ÓRGÃO JULGADOR : 4ª Câmara Especializada Cível

APELAÇÃO CÍVEL (198) No 0000230-57.2017.8.18.0038

APELANTE: DOMINGOS MOREIRA CELLO

Advogado(s) do reclamante: FRANCISCA TELMA PEREIRA MARQUES, ANA PIERINA CUNHA SOUSA

APELADO: BV FINANCEIRA SA CREDITO FINANCIAMENTO E INVESTIMENTO

Advogado(s) do reclamado: MANUELA SAMPAIO SARMENTO E SILVA

RELATOR(A): Desembargador OTON MÁRIO JOSÉ LUSTOSA TORRES

 


EMENTA


 

APELAÇÃO CÍVEL. EMPRÉSTIMO CONSIGNADO. MÁ PRESTAÇÃO DOS SERVIÇOS BANCÁRIOS. INVALIDADE DA CONTRATAÇÃO. REPETIÇÃO INDÉBITO. DANOS MORAIS IN RE IPSA. RECURSO CONHECIDO E PROVIDO.

1. Tratando-se de consumidor analfabeto, o instrumento poderá ser assinado a rogo e subscrito por duas testemunhas (art. 595, CC).

2. Inobservada a referida formalidade legal, resta afastada a perfectibilidade da relação contratual, impondo-se a declaração de sua inexistência e a condenação da instituição financeira à repetição do indébito (independente de comprovação de má-fé – art. 42, parágrafo único, CDC) e à indenização por danos morais (Súmula 18 deste TJPI).

3. Em obediência aos princípios da razoabilidade e proporcionalidade, o quantum indenizatório deve ser fixado no patamar de R$ 5.000,00 (cinco mil reais).

4. Recurso provido.

 

 


 


RELATÓRIO


Trata-se de APELAÇÃO CÍVEL interposta por DOMINGOS MOREIRA CELLO contra sentença proferida nos autos da Ação Declaratória de Nulidade Contratual c/c Danos Morais e Materiais (Proc. nº 0000230-57.2017.8.18.0038), ajuizada em face do BV FINANCEIRA SA CREDITO FINANCIAMENTO E INVESTIMENTO, ora apelado.


Na sentença (Num. 7436415 - Pág. 1), o d. juízo de 1º grau, julgou parcialmente procedente os pedidos autorais, declarando a inexistência do contrato objeto da demanda e condenando o requerido à restituição, de forma simples, das parcelas efetivamente descontadas na conta do autor, bem como ao pagamento de indenização por danos morais no valor de R$ 2.000,00 (dois mil reais). Custas e honorários a cargo do requerido, estes fixados no patamar de 10% sobre o valor da condenação.

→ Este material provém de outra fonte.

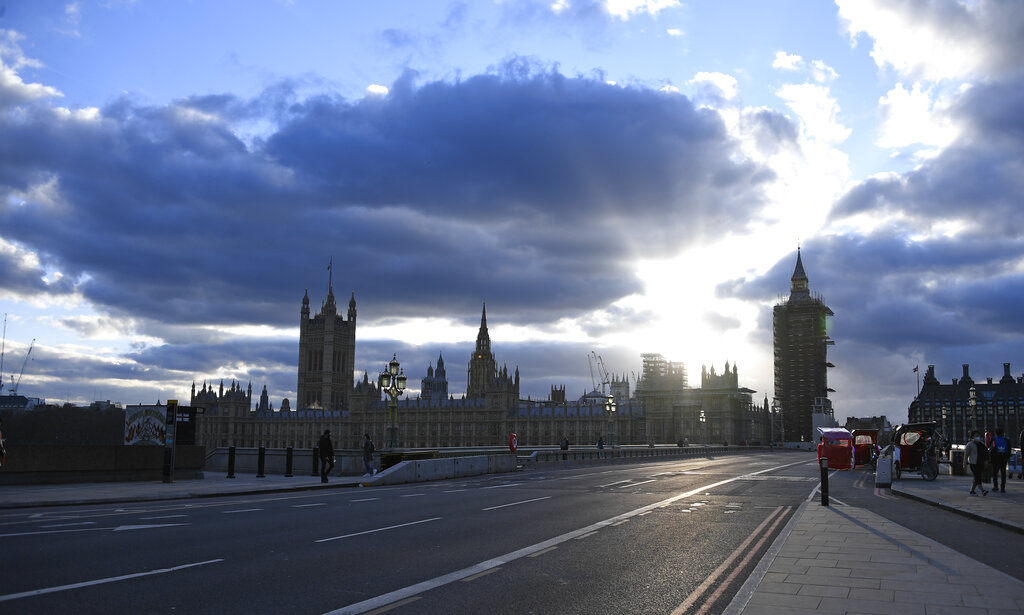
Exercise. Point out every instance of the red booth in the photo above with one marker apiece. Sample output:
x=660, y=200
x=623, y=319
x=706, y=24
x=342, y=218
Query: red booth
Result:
x=837, y=446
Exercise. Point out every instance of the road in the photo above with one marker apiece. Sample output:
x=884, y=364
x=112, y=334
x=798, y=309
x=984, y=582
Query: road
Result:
x=650, y=537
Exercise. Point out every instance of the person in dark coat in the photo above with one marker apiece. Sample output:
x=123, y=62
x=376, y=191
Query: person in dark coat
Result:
x=368, y=454
x=327, y=454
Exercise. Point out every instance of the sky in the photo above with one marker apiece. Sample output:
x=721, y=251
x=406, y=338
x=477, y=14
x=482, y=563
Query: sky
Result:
x=612, y=177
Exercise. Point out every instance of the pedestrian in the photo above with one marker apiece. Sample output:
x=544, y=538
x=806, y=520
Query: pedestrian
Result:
x=999, y=454
x=327, y=455
x=368, y=454
x=976, y=454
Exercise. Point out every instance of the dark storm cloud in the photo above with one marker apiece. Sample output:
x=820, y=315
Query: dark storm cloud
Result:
x=522, y=186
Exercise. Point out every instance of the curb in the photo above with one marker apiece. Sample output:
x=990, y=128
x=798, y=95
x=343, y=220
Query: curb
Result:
x=960, y=511
x=166, y=497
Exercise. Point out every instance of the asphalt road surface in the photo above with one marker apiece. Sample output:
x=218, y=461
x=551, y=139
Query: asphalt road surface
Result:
x=642, y=537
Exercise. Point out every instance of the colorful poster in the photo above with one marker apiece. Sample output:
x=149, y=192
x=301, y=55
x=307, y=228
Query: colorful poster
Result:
x=144, y=425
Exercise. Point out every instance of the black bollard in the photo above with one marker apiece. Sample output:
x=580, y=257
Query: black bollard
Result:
x=824, y=481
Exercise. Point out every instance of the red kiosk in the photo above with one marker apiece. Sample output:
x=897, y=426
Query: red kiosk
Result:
x=837, y=446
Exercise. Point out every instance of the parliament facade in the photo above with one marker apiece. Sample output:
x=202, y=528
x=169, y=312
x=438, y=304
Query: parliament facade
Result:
x=662, y=409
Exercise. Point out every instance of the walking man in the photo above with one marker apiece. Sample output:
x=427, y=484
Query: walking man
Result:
x=368, y=454
x=976, y=454
x=327, y=455
x=1000, y=454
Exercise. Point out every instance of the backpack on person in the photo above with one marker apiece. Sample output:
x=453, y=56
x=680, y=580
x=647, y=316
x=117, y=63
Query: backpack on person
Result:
x=982, y=452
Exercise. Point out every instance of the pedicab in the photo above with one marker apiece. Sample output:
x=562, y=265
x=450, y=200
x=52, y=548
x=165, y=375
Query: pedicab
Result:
x=918, y=443
x=837, y=446
x=865, y=446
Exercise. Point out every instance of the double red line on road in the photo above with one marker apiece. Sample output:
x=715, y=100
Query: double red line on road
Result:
x=748, y=554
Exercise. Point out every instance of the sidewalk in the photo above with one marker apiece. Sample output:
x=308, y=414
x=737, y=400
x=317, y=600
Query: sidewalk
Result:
x=842, y=559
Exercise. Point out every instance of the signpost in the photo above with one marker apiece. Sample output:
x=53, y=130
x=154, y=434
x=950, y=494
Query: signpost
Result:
x=171, y=420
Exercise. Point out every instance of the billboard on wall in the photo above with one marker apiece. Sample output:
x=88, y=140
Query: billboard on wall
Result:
x=145, y=425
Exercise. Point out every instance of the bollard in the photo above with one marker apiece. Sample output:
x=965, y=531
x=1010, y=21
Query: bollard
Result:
x=824, y=481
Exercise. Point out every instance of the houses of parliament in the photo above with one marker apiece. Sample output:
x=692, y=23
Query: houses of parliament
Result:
x=662, y=408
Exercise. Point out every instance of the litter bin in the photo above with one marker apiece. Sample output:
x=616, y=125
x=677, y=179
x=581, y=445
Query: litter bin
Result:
x=884, y=472
x=956, y=462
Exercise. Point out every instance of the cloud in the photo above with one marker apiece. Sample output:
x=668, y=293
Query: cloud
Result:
x=940, y=39
x=524, y=186
x=13, y=90
x=786, y=61
x=911, y=117
x=817, y=110
x=725, y=85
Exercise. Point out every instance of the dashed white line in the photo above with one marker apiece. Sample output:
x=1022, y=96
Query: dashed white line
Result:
x=614, y=483
x=105, y=580
x=515, y=503
x=69, y=524
x=635, y=484
x=380, y=529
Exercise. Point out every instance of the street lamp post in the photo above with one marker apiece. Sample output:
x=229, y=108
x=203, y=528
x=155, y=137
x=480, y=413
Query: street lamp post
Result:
x=945, y=411
x=609, y=406
x=973, y=402
x=704, y=421
x=392, y=383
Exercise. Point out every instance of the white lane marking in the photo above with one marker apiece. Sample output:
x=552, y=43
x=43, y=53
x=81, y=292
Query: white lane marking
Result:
x=614, y=483
x=380, y=529
x=403, y=592
x=91, y=529
x=635, y=484
x=515, y=503
x=69, y=524
x=541, y=553
x=100, y=581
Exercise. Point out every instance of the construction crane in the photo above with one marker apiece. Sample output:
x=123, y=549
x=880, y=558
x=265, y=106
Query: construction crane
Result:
x=601, y=370
x=3, y=346
x=14, y=384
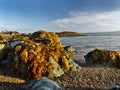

Em suas razões recursais (Num. 7436418 - Pág. 1), o apelante requer seja determinada em dobro dos valores descontados, bem com a majoração do quantum indenizatório.


Sem contrarrazões recursais.


Sem parecer ministerial.


É o relatório.

 

VOTO

 

I. REQUISITOS DE ADMISSIBILIDADE


Recurso tempestivo e formalmente regular. Preenchidos os demais requisitos necessários à admissibilidade recursal, CONHEÇO do apelo.

 

II. MATÉRIA PRELIMINAR


Não há.


III. MATÉRIA DE MÉRITO


Versa o caso acerca do exame do contrato de empréstimo consignado supostamente firmado entre as partes integrantes da lide.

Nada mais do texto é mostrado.